SNP molecular markers designed based on KASP reaction principle and single base difference of materials are utilized to carry out genotype detection on samples with high flux. As shown in Table 1, the label consisted of 3 primers, the 5' ends of 2 specific primers were each ligated to a specific fluorescent sequence of KASP reagent of LGC company, 1 universal primer. If the PCR product only detects a fluorescence signal corresponding to the Primer X, the base of the detection site is A, and the artemisinin content in the test material cannot be distinguished; if only the fluorescence signal corresponding to the Primer Y is detected, the base of the detection site is T, and the artemisinin content in the test material cannot be distinguished; if the fluorescence signals corresponding to the Primer X and the Primer Y are detected at the same time, the base of the detection site is A to T, the test material is heterozygous genotype, and the artemisinin content is 1.70-1.99wt%.

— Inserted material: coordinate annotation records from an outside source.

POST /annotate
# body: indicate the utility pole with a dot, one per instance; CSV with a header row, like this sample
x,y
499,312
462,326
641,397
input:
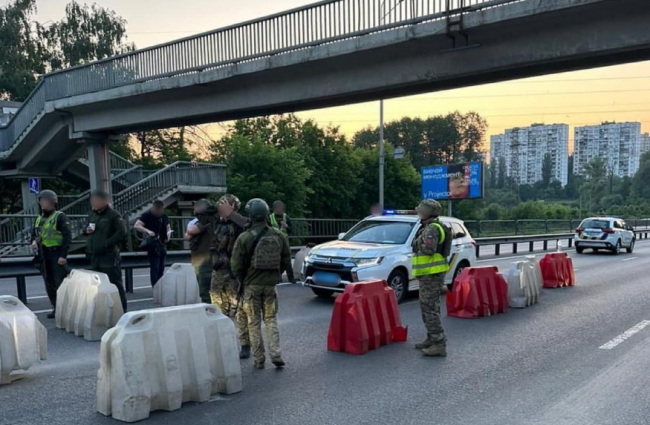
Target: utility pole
x,y
381,153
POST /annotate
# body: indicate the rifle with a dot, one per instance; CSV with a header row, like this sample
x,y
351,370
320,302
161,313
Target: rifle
x,y
247,264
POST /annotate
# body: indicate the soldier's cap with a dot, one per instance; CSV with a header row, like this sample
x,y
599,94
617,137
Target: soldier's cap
x,y
99,193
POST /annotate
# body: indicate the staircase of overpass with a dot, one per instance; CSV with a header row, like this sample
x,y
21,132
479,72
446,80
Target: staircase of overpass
x,y
329,53
134,191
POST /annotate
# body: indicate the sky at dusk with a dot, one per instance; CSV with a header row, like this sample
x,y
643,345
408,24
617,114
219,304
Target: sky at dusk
x,y
619,93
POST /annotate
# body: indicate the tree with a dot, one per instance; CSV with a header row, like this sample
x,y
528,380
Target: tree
x,y
401,185
442,139
158,148
501,175
85,34
334,170
22,51
640,186
260,170
547,170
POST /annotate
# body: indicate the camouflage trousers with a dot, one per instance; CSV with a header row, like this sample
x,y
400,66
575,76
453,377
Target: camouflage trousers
x,y
223,292
261,303
431,289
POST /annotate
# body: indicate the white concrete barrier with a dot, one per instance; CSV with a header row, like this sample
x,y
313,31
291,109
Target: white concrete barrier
x,y
158,359
88,304
178,286
523,284
23,339
532,260
299,260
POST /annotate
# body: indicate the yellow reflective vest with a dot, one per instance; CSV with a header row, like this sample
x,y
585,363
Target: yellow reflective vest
x,y
47,234
424,264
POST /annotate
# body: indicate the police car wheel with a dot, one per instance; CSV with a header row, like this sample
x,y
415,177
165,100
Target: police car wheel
x,y
322,293
457,273
397,281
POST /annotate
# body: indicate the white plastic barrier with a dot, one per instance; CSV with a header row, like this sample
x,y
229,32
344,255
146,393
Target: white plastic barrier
x,y
523,284
299,261
88,304
23,339
532,260
178,286
158,359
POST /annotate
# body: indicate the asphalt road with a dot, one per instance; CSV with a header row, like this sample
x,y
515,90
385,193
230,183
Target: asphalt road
x,y
539,365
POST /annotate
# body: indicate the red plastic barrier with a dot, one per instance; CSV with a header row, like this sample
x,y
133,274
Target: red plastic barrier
x,y
365,317
557,270
478,292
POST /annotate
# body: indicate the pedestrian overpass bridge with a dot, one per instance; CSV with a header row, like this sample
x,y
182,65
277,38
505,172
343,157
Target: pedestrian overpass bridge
x,y
330,53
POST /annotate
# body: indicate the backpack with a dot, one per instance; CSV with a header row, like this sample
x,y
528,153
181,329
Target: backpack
x,y
268,252
445,248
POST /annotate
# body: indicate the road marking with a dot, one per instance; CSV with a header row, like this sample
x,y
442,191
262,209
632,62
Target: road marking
x,y
629,259
625,335
129,302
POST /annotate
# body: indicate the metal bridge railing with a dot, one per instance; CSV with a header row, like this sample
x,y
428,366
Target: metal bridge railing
x,y
319,23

TABLE 1 marker information
Figure BDA0003444030570000051
2 sample detection
DNA extraction: extracting genome DNA from Artemisia annua, adopting a simplified CTAB method, comprising the following steps:
(1) Taking about 30mg of blades to 1.3mL of a 96-well plate, placing the blades in a freeze dryer, and vacuumizing for 12 hours or more;
(2) After vacuumizing, adding two steel balls into each hole by using a bead divider, covering a silica gel film, grinding for 1min in a high-flux grinding instrument, immediately separating in a deep-hole plate centrifuge, and centrifuging the ground tissue to the bottom of the hole;
(3) Adding 700 mu L of CTAB extracting solution into each hole by using a pipetting workstation TECAN, shaking and uniformly mixing, placing into a 65 ℃ water bath kettle for warm bath for about 1-1.5h, taking 1.3mL of 96-well plates on a vortex oscillator for shaking for several times every 20 min;
(4) Taking out 1.3mL 96-well plate after the warm bath is finished, placing the 96-well plate into a deep-well plate refrigerated centrifuge, and centrifuging at 4000rpm for 10min;
(5) Transferring 380 mu L of supernatant in each well to a new 1.3mL 96-well plate by using a pipetting workstation TECAN, adding equal volume chloroform, mixing uniformly upside down, standing for 2min, placing in a deep-hole plate refrigerated centrifuge, centrifuging at 4000rpm for 10min;
(6) After centrifugation, 250. Mu.L of supernatant is extracted by a pipetting workstation TECAN to 0.8mL of 96-well plate with 250. Mu.L of isopropanol added in advance, and the mixture is uniformly mixed by vortex oscillation and placed in a refrigerator at the temperature of minus 20 ℃ for precipitation for 1 hour or more;
(7) Taking out 0.8mL of the 96-well plate, placing the 96-well plate in a deep-hole plate refrigerated centrifuge, centrifuging at 4000rpm for 15min;
(8) Discarding the supernatant, adding 250 μL of 70% ethanol into each well by using a pipetting workstation TECAN, oscillating for several times on a vortex oscillator, centrifuging for 15min at 5000 rpm;
(9) Discarding the supernatant, and placing in a 65 ℃ oven for 30min to dry;
(10) 200. Mu.L of sterilized ultrapure water was added to each well, and the mixture was left at room temperature overnight for dissolution.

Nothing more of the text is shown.